|
|
|
|
|
by cadillion
1827 days ago
|
|
Good question, we've answered a couple times in this thread already, so please forgive the copypasta: You are correct, for this smart contract to work you need defined rules around how the money is released should either party falsely claim success or failure, so you need to rely on automation or some third party to validate fulfillment of the contract. So you're back to an oracle problem, how do I know I can trust the validator? The nice advancement here is that anyone can be that third party! Your smart contract can explicitly identify a third party for multisig, or you can rely on a validator pool of mechanical turks instead of a licensed escrow agent, and accordingly the cost of escrow can decrease. The nice part is that this is customizable, and built into the very rails that move money. It's a much lower barrier to entry than trying to build something like that for ACH, and that's what excites us about cryptocurrency. |
|
With DLT it seems trust and predictability is virtually the same thing. "Everybody loses everything" is predictable but not efficient. DLT is a proposal for efficiency.

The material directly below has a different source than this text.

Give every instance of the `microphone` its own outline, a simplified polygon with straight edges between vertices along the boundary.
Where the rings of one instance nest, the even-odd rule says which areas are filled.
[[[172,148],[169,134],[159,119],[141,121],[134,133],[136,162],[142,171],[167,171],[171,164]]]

We need to automatically negotiate contracts or we shift all the cost of fixing it later in courts up front. There will have to be a lot of smart defaults for the contracts to be smart, and very deep integration of tech so that the algorithms can be fed with enough data to negotiate in a very high-dimensional space. That requires infrastructure, but the DeFi culture does not seem to be interested in funding infrastructure.